Linklater attended the trial and had seen Tiede give testimony prior to the meeting, of course, but he didn’t really know the man. But that visit confirmed the tone of the movie for him. “We came out going, ‘What’s that guy doing in prison still,'” he says. “He really is a sweetheart of a guy.”

And that “sweetness” is the element Black says he most wanted to convey. Meeting with Tiede of course gave him plenty of clues into physicality and syntax, etc., but he was most drawn to that spark Tiede has, the same spark that kept him, despite being a murderer, a beloved member of the community.

“I could see why everyone in town liked him,” he says. “But it was important for me to meet Bernie because he’s alive and you want to get the blessing of the person you’re going to play. You don’t want that haunting you. I’ve got a little bit of that Bernie thing, too, where I want to be loved.”

Linklater takes a moment to interject and note that this was why it was, for him, such a pleasure to cast Black, who he calls “the nicest guy.”

“Although he’s way nicer than I am,” Black says of Tiede.
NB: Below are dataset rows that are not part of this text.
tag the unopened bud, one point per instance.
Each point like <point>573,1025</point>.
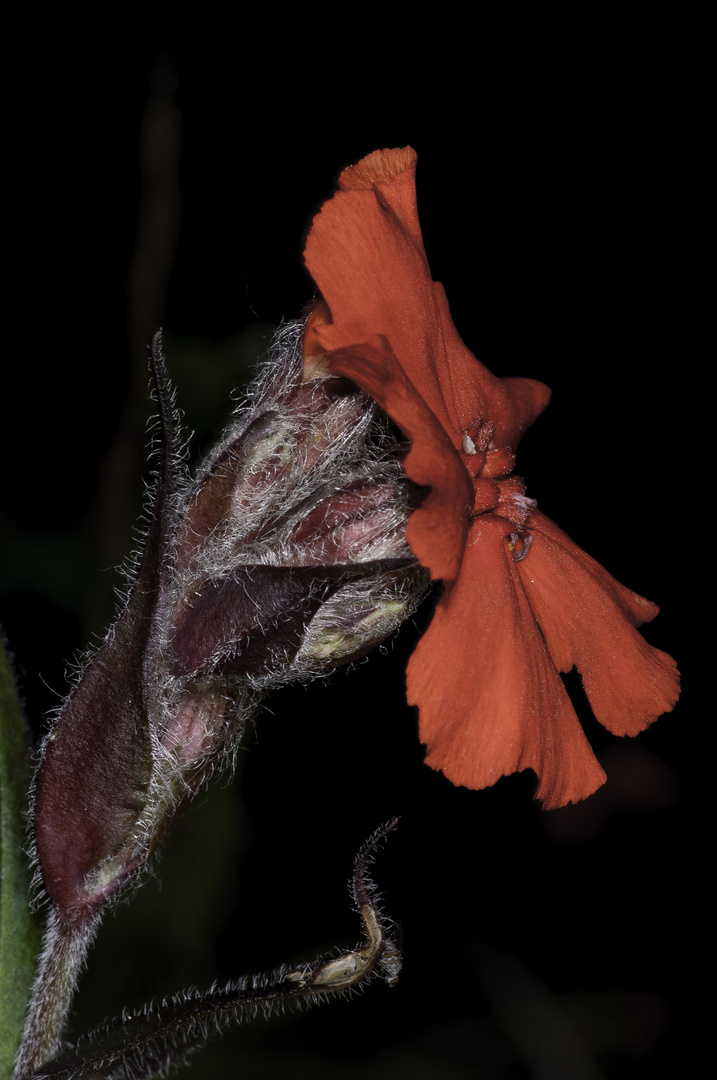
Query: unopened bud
<point>286,557</point>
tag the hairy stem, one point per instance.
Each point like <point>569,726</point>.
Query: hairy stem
<point>64,953</point>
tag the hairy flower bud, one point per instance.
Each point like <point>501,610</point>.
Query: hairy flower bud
<point>284,558</point>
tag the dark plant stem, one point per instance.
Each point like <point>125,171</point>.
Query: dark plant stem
<point>65,948</point>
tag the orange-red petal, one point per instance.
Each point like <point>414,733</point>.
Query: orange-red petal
<point>365,253</point>
<point>490,699</point>
<point>589,620</point>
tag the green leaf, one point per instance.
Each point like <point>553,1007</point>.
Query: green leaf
<point>19,936</point>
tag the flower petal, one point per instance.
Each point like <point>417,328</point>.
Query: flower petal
<point>589,620</point>
<point>490,699</point>
<point>365,253</point>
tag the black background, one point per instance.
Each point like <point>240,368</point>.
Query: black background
<point>553,202</point>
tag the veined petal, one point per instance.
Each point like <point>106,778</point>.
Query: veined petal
<point>589,620</point>
<point>490,699</point>
<point>365,253</point>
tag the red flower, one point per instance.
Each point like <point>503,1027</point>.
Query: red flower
<point>522,602</point>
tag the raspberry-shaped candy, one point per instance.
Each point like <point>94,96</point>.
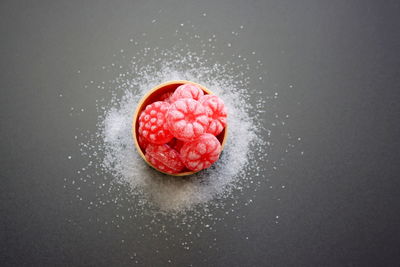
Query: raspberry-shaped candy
<point>152,124</point>
<point>143,143</point>
<point>165,97</point>
<point>201,153</point>
<point>164,158</point>
<point>176,144</point>
<point>187,119</point>
<point>186,90</point>
<point>217,113</point>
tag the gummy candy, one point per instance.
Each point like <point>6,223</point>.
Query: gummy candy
<point>143,143</point>
<point>186,90</point>
<point>187,119</point>
<point>176,144</point>
<point>216,111</point>
<point>166,97</point>
<point>164,158</point>
<point>152,124</point>
<point>201,153</point>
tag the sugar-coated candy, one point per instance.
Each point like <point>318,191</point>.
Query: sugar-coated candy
<point>176,144</point>
<point>166,97</point>
<point>201,153</point>
<point>152,123</point>
<point>143,143</point>
<point>164,158</point>
<point>187,119</point>
<point>216,111</point>
<point>186,90</point>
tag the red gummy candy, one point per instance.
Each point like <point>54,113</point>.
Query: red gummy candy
<point>216,111</point>
<point>166,97</point>
<point>187,119</point>
<point>176,144</point>
<point>152,124</point>
<point>164,158</point>
<point>201,153</point>
<point>143,143</point>
<point>186,90</point>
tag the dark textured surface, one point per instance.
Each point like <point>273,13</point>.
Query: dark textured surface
<point>341,205</point>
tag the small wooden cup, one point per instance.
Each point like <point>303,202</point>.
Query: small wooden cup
<point>152,96</point>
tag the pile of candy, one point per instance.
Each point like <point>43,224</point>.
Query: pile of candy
<point>179,131</point>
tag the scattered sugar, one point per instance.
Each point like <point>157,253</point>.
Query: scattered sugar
<point>123,180</point>
<point>174,194</point>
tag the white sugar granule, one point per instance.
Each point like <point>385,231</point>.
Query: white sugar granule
<point>179,194</point>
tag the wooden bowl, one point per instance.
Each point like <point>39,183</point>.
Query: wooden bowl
<point>152,96</point>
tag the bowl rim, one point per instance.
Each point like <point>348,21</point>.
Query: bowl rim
<point>139,108</point>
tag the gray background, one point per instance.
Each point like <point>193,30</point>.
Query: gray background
<point>341,205</point>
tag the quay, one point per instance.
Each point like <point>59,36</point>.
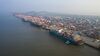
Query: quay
<point>67,32</point>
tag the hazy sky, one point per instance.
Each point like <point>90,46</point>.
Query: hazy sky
<point>91,7</point>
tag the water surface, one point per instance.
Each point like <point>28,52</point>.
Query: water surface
<point>18,38</point>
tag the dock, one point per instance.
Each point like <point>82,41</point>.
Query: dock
<point>91,42</point>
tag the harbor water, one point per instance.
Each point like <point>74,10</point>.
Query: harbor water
<point>18,38</point>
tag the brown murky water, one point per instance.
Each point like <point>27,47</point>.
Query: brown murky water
<point>19,38</point>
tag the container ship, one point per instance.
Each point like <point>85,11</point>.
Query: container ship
<point>68,36</point>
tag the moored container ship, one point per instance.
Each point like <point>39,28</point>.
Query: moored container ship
<point>68,36</point>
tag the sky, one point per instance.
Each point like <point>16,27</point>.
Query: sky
<point>81,7</point>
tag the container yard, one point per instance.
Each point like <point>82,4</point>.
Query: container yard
<point>71,30</point>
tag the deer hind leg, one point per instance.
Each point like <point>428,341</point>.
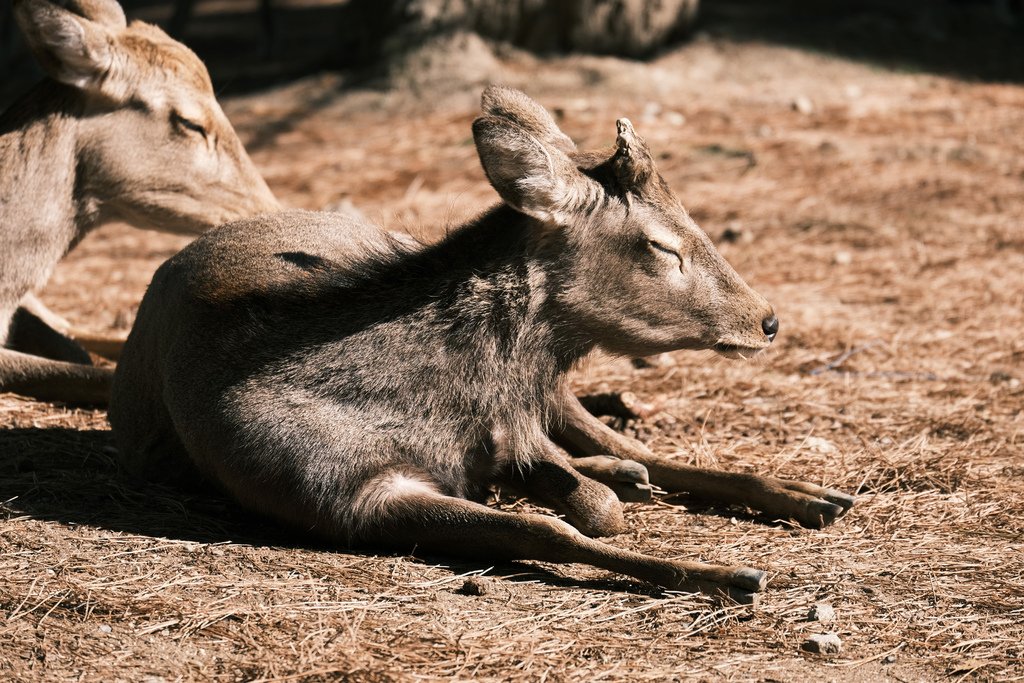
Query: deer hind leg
<point>588,505</point>
<point>580,433</point>
<point>409,517</point>
<point>108,346</point>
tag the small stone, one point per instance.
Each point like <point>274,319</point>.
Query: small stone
<point>475,586</point>
<point>675,118</point>
<point>822,612</point>
<point>823,643</point>
<point>803,104</point>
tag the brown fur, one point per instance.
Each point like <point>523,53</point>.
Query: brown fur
<point>370,391</point>
<point>126,128</point>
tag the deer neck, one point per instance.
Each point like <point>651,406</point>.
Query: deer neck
<point>503,287</point>
<point>39,172</point>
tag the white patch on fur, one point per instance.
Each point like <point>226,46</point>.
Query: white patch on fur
<point>377,496</point>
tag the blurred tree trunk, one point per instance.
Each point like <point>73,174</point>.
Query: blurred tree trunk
<point>628,28</point>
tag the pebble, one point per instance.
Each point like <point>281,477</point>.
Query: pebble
<point>822,612</point>
<point>475,586</point>
<point>823,643</point>
<point>803,104</point>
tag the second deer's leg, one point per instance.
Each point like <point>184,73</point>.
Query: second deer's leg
<point>434,522</point>
<point>53,380</point>
<point>31,335</point>
<point>109,345</point>
<point>812,506</point>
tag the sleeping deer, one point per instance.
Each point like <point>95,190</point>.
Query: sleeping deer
<point>333,377</point>
<point>125,128</point>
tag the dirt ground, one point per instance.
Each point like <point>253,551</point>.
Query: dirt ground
<point>879,210</point>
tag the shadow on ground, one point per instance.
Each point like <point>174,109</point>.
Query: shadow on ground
<point>71,476</point>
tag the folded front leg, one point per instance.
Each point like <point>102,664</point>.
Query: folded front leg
<point>580,433</point>
<point>434,522</point>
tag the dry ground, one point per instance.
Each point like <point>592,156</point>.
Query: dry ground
<point>884,222</point>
“Yeah, he doesn’t have your sinister undercurrent,” Linklater responds.

“He doesn’t have the devilish glint I can have at times,” Black says with a smile. “And so a lot of the times I was trying to suppress my inner demon. Because he didn’t really have that escape valve of letting out a little evil, and maybe that was the problem, that he bottled it all up.”

And in more ways than one, perhaps. There were more layers there that Black was interested in, such as the question of Tiede’s sexuality. “I never asked him but I felt like I knew the answer,” Black says.

“And that’s Bernie,” Linklater adds. “He’s kind of dignified, straight-ish, in a small, Southern town. I think it’s less and less that way, thankfully, but every church has that lifelong bachelor who’s really sweet and leads the choir and everyone likes him and, he’s gay. And he’s really religious, too. I mean, it’s a tortured life, in a way, to not really be yourself.”

The nature of the circumstances, despite the presence of a vicious crime in the narrative, never once suggested a drama to Linklater. It had to be a comedy, rather, a dark comedy, because it was just so bizarre. And it was likely the only way he’d tackle something like this.

“It would be very different if he had done this five other times and bumped off old ladies, then he’s a serial killer,” Linklater says. “But there’s really no darkness in Bernie. Some people want to push in that direction. I mean, murder’s a dark subject. But in this case, it really isn’t. The act is tragic and dark but everything around it, strangely, wasn’t. That’s what attracted me. I’m not really interested in murder or psychopaths as subjects for things I want to spend time on. I don’t do serial killer movies. But this was my kind of murderer. I think any of us could be this guy. None of us should be too confident that it couldn’t be us, let’s put it that way.”

But for as wretched and villainous as Shirley MacLaine’s depiction of the late Marjorie Nugent might be, the two note that, even by the admission of the Carthage, Texas residents who knew her, the film took it easy on her.

“The movie’s way nice to Mrs. Nugent,” Linklater pleads.

Adds Black, “Her family members in particular were like, ‘She was way meaner than that.’ The reality was maybe a little more Nurse Ratched. You remember in ‘Cuckoo’s Nest’ when Nurse Ratched gets the choking, you’re fucking saying, ‘Yeah, choke that fucker!’ But what villain thinks they’re the villain?”

Whether or not the push on behalf of “Bernie” and particularly Black gains traction, it’s anyone’s guess. Oscar is tough but Independent Spirit Awards recognition isn’t out of the question. And he did, after all, land a comedy/musical Golden Globe nomination for his last Linklater collaboration, so that’s a distinct possibility, too. For now, though, they’re happy to have gotten back in the saddle again after “School of Rock.”

“We had been flirting around for a couple of years, trying to get the planets to align,” Linklater says.

“Now that we’re on a schedule, it’s every eight years, I know,” Black says. “So, I look forward to 2020. Have you started working on it already?”

“Yeah, I got it,” Linklater says with a smile. “But I’m not gonna drop it on you for another five or six years.”

“Bernie” is currently available On Demand and on DVD/Blu-ray.